A year and eight days after Queen’s murder, Hollis-Jefferson heard his name called 23rd overall at the 2015 NBA Draft. As he made his way to the stage and shook hands with Commissioner Adam Silver, 40 kids from Chester sat nearby, cheering as one of their own made it, right in front of them. Hollis-Jefferson had brought them with him, already thinking about their futures. 

“I always wanted to have kids experience the things that I didn’t,” he told the New York Post in July of 2015. 

You can hear the pride in Rylanda’s voice when she talks about her children, two that overcame the odds.

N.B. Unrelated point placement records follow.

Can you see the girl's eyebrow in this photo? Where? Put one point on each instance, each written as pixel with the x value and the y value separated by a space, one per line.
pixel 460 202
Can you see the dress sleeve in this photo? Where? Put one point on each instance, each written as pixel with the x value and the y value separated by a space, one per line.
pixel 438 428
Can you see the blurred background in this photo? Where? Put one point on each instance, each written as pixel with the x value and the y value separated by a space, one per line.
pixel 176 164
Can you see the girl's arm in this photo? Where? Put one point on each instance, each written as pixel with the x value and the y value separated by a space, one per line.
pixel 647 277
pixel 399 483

Chester is a place where you could do everything right as a parent and still lose your child to something horrific. 

“I feel like once they’re out of your eyesight you have to pray that God can stay with them,” she says. 

Her prayers were answered and as Rondae continues to work on his charter school, she sees a bigger plan coming together. 

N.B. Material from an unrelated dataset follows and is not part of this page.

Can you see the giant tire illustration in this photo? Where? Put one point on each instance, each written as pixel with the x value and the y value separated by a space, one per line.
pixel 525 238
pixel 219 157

Rylanda says education was always a priority for Rondae. When he goes back to Chester now for his camps, or to watch games at his old high school, education is all he talks about. The charter school was the most logical step her youngest child could have made. 

You can learn the basics in school, Rondae says. You need your history classes and your math classes, but there’s more out there, more that young kids that are growing up like he did need to know about. 

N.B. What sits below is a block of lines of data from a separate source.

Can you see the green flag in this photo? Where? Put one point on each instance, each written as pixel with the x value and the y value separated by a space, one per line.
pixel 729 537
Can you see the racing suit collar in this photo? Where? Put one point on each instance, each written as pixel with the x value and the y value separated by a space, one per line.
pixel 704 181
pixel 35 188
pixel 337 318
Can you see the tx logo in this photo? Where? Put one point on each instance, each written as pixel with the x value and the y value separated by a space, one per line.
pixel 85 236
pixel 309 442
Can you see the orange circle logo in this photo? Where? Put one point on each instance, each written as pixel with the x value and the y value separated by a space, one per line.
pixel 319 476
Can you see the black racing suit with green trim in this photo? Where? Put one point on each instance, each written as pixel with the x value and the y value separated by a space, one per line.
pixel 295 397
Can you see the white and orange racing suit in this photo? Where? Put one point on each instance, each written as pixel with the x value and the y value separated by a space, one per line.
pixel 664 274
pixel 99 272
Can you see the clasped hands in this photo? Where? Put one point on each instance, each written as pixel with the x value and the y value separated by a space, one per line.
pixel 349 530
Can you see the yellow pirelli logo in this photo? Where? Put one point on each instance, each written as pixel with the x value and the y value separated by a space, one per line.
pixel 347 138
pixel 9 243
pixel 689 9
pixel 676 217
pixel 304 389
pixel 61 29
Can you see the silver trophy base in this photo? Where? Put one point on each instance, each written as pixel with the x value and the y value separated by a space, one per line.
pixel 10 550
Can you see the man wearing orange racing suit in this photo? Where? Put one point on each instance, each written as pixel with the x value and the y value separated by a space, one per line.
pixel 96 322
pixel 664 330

“I would say they don't know a lot about what's going on in today's society and what's going on with the modern way of the world,” Rondae says. 

“You need to know your history, you need to know all the ins and outs of the way the foundation of the world works. But you also need to know (about) the direction, the way the world is going. 

“We kind of want to incorporate that with their mental health, along with their physical health so we can get our kids up to date, up to speed educationally.” 

So many people could make it out of that situation, count their blessings and want to never look back. Could you blame them? To simply survive in Chester, to not get swallowed up in the darkness is a victory in itself. 

Why didn’t Rondae Hollis-Jefferson do that? 

“Because there could be another Rondae,” he says. 

“I wouldn’t say somebody in the NBA reached out and grabbed my hand (as a kid) but seeing people from my city make it, seeing guys in different areas and going through different things. (Seeing) the Caron Butlers of the world, the Dame Lillards of the world...seeing those guys make it, that kind of gives you hope. 

“And at the end of the day, that's all we are. As great of basketball players that we are, we’re all beacons of hope. That's something that I stand for. I want to show my community, whether it's in medicine, whether it's in basketball, whatever it is that you want to pursue. I want to show them that there's hope. That there are other ways.”